Warner Bros. und New Line Cinema haben kürzlich angekündigt, dass neue Kinofilme im „Der Herr der Ringe“-Universum geplant sind – so berichtete auch DIGITAL FERNSEHEN. Gerade nach der umstrittenen Amazon-Serie „Die Ringe der Macht“ öffnet diese jüngste Verlautbarung Tür und Tor für vielseitige Spekulationen. Was ist von Warner und New Line Cinema zu erwarten? Und vor allem: Können sich Liebhaber der Filme von Peter Jackson und der Bücher von J.R.R. Tolkien auf eine inhaltlich hochwertige Umsetzung freuen?

„Der Herr der Ringe“ ist bei Warner zuhause

Amazons extrem hoch budgetierte Serie „Der Herr der Ringe: Die Ringe der Macht“ hat für viele Kontroversen und Empörungen gesorgt.

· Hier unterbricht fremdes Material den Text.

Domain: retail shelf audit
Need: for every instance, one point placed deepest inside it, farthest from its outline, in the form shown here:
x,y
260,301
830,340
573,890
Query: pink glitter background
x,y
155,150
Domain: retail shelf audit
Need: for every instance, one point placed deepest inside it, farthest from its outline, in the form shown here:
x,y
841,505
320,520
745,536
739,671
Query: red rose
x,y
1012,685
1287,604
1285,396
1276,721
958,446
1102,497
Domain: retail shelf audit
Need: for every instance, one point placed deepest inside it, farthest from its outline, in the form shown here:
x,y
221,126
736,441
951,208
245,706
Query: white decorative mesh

Klammert man die aufgepeitschten Diskussionen um dunklehäutige Elben und Hobbits einmal aus, so war für Tolkien-Kenner vor allem die Umsetzung der Story das größte Problem. Zu nichtsagend und inhaltsleer waren die phrasenhaften Dialoge, zu zäh und ausgehöhlt der Handlungsverlauf, zu vorhersehbar die vermeintlich überraschenden Wendungen.

Galadriel
©Amazon Studios – Die Amazon-Serie „Die Ringe der Macht“ ist eine der teuersten Serien der jüngeren Zeit

Daher ist es zunächst einmal eine gute Nachricht, dass die Ankündigung zu den neuen Filmen von Warner und New Line Cinema kommt, denn die haben mit den „Der Herr der Ringe“-Kinowerken von Peter Jackson (2001-2003) bereits bewiesen, dass sie auf das richtige Pferd setzen können und neben dem finanziellen Erfolg und der technischen Wertigkeit auch die inhaltliche Qualität im Blick haben.

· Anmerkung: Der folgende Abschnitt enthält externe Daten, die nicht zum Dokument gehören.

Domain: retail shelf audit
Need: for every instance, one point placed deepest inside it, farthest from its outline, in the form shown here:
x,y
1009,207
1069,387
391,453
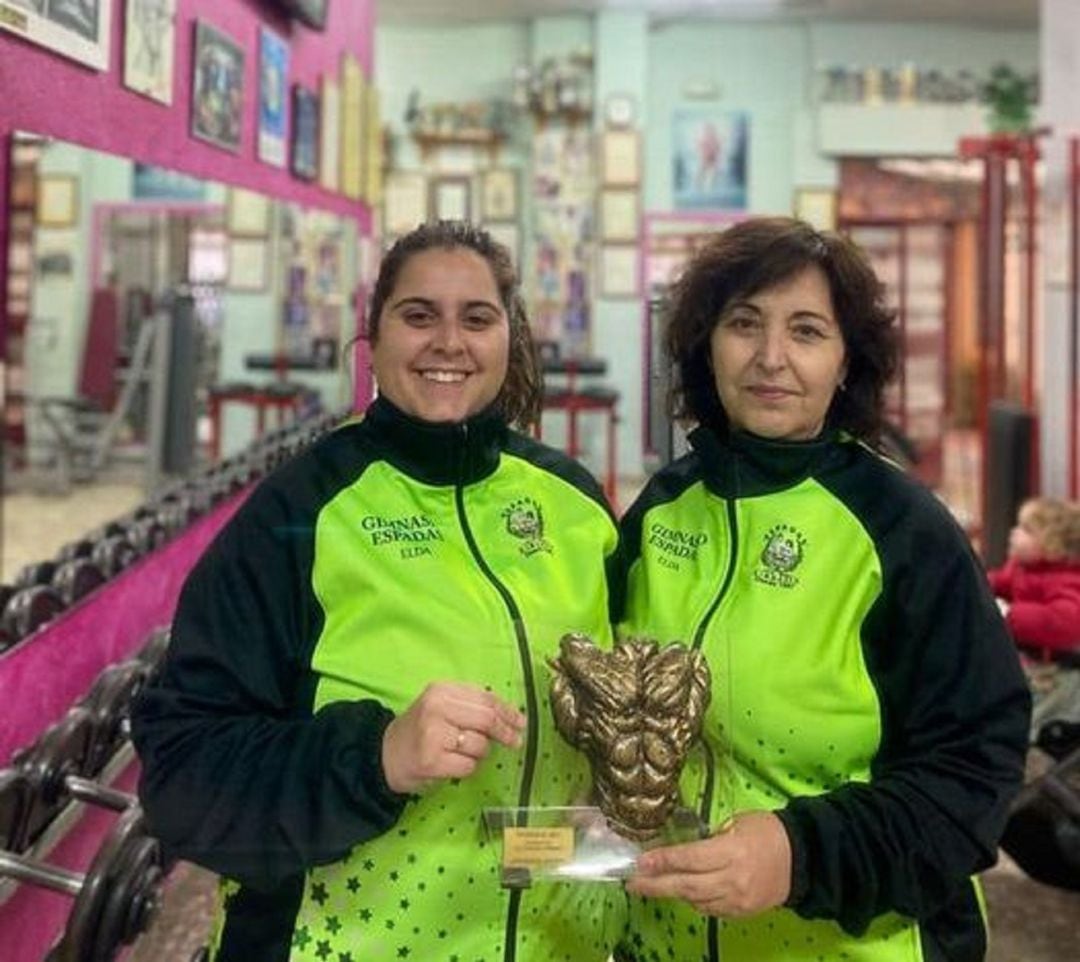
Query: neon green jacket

Ambivalenter sieht es da schon bei der „Hobbit“-Reihe (2012-2014) aus. Auch wenn diese Jackson-Filme ebenfalls ästhetisch hochwertig inszeniert, gut besetzt und unterhaltsam sind, zeigen sich für Kenner des ursprünglichen Tolkien-Romans „Der Hobbit“ hier einige, teils eklatante Schwächen auf.

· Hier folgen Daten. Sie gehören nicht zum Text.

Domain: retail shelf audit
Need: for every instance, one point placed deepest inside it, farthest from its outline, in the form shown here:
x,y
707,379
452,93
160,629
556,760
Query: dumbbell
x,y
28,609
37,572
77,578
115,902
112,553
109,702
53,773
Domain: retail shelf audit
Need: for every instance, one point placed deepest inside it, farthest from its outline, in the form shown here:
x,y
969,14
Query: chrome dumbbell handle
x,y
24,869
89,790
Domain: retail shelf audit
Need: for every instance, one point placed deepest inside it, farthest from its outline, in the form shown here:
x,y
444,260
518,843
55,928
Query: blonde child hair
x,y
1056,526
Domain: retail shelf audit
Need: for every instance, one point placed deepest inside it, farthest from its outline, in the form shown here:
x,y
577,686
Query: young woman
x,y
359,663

Neue „Der Herr der Ringe“-Filme treten ein riesiges Erbe an

Mussten in der „Der Herr der Ringe“-Trilogie die vielen Erzählstränge der drei Bücher für die Filme noch stark eingekürzt werden (sogar noch im Extended Cut), wurde für die „Hobbit“-Verfilmungen die Handlung eines einzigen Romans auf gleich drei Filme ausgedehnt. In Folge haben die Drehbuchschreiber viele neue Story-Elemente und Figuren hinzugefügt, die in Tolkiens Roman gar nicht auftauchen – so zum Beispiel Legolas und die Elbenfrau Tauriel oder auch der Ork-Kommandeur Azog, der als Gegenspieler des Zwergenkönigs Thorin Eichenschild auftritt.

Leider ist den drei „Hobbit“-Filmen dieser Bruch zwischen Tolkiens originärem Roman-Inhalt und den vielen Zusätzen der Drehbuch-Autoren qualitativ anzumerken. Ein Bruch, der in den älteren „Der Herr der Ringe“-Filmen so kaum zu Tage tritt, da die Buchtrilogie größtenteils recht inhaltsgetreu umgesetzt wurde, auch wenn natürlich Einiges aufgrund der begrenzten Filmlaufzeit ausgelassen werden musste.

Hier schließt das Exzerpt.